Anyone know anything about he honda CVT gearboxes?

The eventual idea once i got my converstion working would be to design a kit for sale so that more people can catch that EV grin lol


----------



## Warren Walker (Jun 8, 2008)

hi,

the cvt is computer controlled and keeps the revs in the engnies ideal torque range 2500-3500rpm.

so in terms of an EV, the cvt would be tricky, not impossible, to install and have operate. i would imagine the cvt wouldnt keep the electric motor up the 5-6krpm range of its efficency.

ideally you want a vehicle that doesnt need information from the AT and engine to run. if you considered an AT for a conversion maybe a modified stall/torque converter for be somewhere to look.


----------



## MaverickNZ (May 14, 2008)

I realise it would be tricky. its just an idea at this stage. i was trying to think of ways of getting the most efficiency from the electric motor and cvts are great when it comes to that.
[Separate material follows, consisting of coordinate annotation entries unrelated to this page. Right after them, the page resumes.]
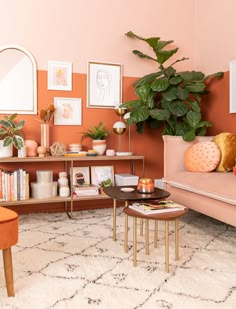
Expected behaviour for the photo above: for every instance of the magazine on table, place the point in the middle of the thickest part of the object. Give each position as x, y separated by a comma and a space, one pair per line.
153, 207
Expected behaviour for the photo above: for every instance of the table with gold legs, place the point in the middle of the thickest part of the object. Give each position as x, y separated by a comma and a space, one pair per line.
167, 217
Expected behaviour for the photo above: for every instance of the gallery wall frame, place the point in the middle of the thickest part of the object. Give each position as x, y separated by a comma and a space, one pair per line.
104, 85
68, 111
232, 87
59, 75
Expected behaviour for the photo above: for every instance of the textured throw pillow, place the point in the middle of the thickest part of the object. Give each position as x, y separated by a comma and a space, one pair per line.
202, 157
227, 144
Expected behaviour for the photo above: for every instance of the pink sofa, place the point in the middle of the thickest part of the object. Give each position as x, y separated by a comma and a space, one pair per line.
213, 194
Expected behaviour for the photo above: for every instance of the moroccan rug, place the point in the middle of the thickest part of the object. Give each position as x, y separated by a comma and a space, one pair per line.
74, 263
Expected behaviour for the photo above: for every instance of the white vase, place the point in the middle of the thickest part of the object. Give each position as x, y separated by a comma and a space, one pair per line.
5, 151
99, 145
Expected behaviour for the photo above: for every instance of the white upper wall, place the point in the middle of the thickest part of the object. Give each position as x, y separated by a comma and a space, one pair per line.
82, 30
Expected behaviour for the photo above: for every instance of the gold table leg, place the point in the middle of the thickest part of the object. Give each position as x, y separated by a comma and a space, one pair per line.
155, 233
114, 220
134, 241
176, 239
167, 246
126, 234
147, 235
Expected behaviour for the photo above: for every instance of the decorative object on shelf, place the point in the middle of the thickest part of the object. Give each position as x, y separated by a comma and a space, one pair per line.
104, 85
168, 99
10, 134
98, 134
41, 150
31, 148
46, 116
119, 128
145, 185
59, 75
58, 149
68, 111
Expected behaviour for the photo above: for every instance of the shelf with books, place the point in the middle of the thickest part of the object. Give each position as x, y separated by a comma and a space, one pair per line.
33, 163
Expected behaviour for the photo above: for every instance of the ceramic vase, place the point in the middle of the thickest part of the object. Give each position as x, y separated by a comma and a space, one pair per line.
45, 136
7, 151
99, 145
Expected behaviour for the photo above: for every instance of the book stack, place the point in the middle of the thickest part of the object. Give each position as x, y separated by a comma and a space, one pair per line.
155, 207
85, 190
14, 186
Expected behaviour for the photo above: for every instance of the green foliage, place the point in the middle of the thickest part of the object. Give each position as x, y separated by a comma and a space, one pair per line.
97, 132
10, 131
167, 98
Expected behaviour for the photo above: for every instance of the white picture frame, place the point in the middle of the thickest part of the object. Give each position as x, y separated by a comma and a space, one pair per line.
80, 175
102, 173
68, 111
104, 85
59, 75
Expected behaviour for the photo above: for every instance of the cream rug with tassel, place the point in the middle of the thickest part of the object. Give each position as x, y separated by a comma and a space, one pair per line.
74, 263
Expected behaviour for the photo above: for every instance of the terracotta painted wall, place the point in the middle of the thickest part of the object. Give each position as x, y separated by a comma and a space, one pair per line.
82, 30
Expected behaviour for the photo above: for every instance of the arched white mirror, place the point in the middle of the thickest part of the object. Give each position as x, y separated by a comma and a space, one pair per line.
18, 81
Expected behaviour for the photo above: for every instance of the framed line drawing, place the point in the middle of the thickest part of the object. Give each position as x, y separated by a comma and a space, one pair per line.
102, 173
80, 176
104, 85
68, 111
59, 75
232, 87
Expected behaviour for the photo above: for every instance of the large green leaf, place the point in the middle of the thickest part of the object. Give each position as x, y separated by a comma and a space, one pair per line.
193, 118
160, 84
178, 108
147, 79
159, 114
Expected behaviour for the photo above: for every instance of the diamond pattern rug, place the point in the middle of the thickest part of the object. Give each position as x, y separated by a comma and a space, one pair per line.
74, 263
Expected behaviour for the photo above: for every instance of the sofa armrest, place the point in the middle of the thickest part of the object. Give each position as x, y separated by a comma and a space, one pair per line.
174, 149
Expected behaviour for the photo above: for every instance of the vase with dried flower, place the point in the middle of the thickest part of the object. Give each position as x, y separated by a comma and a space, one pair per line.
46, 115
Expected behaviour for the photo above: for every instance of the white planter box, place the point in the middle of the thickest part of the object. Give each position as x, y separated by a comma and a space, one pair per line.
126, 180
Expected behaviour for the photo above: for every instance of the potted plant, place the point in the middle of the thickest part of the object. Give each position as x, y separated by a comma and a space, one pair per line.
10, 134
98, 134
167, 98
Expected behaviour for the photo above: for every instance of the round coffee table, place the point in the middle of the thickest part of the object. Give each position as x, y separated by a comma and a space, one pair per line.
165, 216
116, 193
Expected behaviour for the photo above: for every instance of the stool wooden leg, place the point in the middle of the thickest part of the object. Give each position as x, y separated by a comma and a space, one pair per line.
114, 220
141, 227
167, 246
155, 233
8, 269
134, 241
176, 239
126, 234
147, 235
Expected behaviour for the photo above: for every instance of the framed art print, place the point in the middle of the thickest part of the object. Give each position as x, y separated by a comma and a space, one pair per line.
68, 111
103, 85
59, 75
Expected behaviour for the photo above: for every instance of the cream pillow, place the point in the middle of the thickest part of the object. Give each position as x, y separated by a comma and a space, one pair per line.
202, 157
227, 144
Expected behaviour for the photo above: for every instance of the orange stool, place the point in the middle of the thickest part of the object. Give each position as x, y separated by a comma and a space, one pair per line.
8, 238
as far as the efficiency point goes that can be fixed by putting a microcontroller between the cvt computer and the motor controller. that way the microcontroller acts as a signal adapter so the cvt computer thinks the motor in in the normal motor range while it is acctually controlling the motor through a wider rpm range.

Like i said its just an idea at this stage im just trying to see if its feasible first before i go starting to design anything or buy parts. i might go talk to honda and see if they have any info that might help


----------



## Warren Walker (Jun 8, 2008)

well its your lucky day. what info do you need?


----------



## MaverickNZ (May 14, 2008)

I'm not sure really. I suppose if there is a technical manual on teh gearbox describing the way the systems operate and describing the control interfaces. At this stage any info i could get on it would be great. im just trying to decide if its an avenue worth persuing


----------



## NZVideoguy (Jun 26, 2008)

Hey guys, I also have a Honda Jazz and was thinking exactly the same thing. My thoughts on the cvt are that it would work well given it's great efficiency.
Anyway, just joined the forum. I live in Christchurch and as the user name suggests, I'm a professional videographer.
Cheers Paul


----------



## MaverickNZ (May 14, 2008)

yeh i think so as well but for the life of me i cant find any info on it. might have to go ask honda after all


----------



## NZVideoguy (Jun 26, 2008)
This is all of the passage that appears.